During the 21 years of its existence, the Shanghai Cooperation Organization (SCO) has successfully gone through the process of institutional building and formation of mechanisms of multilateral cooperation in priority areas. At the same time, the Organization approaches the Samarkand summit with a clear demand for reform and improvement.
The June 2002 SCO Summit in St. Petersburg saw the signing of an SCO Charter that outlined the Organization’s goals and principles, its structure and major activities. Permanent SCO bodies were later established, namely the Secretariat in Beijing and the Regional Antiterrorist Structure in Tashkent. A system of ministerial meetings was formed in the political, security, trade and economic, cultural-humanitarian and other fields.
A system of partnerships between the SCO and other international and regional organizations, including the UN, CIS, ASEAN, CSTO, CICA and other bodies, was further developed on the basis of signed memorandums of understanding between the Secretariats.
The principle of the Organization’s openness as enshrined in the Charter facilitated the development of forms of interaction with other countries interested in joining the SCO. In 2004, at the SCO summit in Tashkent, Mongolia was the first country to be granted observer status.
In 2009, at the Yekaterinburg summit, Sri Lanka and Belarus were the first countries to be granted the status of a dialogue partner.
In 2017, the SCO summit in Astana concluded the process of joining the Organization in the capacity of member states of India and Pakistan.

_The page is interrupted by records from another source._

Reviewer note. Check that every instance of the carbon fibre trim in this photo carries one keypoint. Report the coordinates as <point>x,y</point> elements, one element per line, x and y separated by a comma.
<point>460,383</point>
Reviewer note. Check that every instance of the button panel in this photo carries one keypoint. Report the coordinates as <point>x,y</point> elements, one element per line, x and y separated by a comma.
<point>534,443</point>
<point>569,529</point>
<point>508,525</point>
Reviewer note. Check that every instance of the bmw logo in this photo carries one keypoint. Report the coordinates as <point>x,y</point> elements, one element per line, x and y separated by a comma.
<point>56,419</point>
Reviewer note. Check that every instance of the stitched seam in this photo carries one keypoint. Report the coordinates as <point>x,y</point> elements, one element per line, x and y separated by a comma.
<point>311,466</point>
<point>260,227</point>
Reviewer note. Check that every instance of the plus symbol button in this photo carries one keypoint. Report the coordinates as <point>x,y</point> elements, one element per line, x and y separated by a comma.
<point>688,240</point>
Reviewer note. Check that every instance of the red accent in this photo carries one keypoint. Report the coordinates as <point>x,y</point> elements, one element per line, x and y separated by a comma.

The SCO’s institutional development has promoted its transformation into an important platform for multifaceted interaction among member states, observers and dialogue partners, and into an influential actor in international relations.
However, as SCO Secretary General Zhang Ming believes, entering its third decade, the SCO faces new conditions and challenges. Today’s world is undergoing complex and profound changes, the international political and economic order, as well as the security architecture are faced with various crises, posing very serious challenges to peace and development.
In addition, the Organization’s activity in previous years has accumulated a number of organizational and other problems that need to be addressed, including the need to expand mutually beneficial cooperation in a number of areas, increase the level of regional connectivity, and strengthen the effectiveness of the standing bodies – the Secretariat and the RATS.
It should also be noted that the process of the Organization’s expansion is associated with a whole range of both technical and more complicated issues of mutual adaptation of the Organization’s old and new members. For example, currently the official working languages of the SCO, in accordance with the Charter, are Russian and Chinese. Since 2017, discussions have been underway to include English as well.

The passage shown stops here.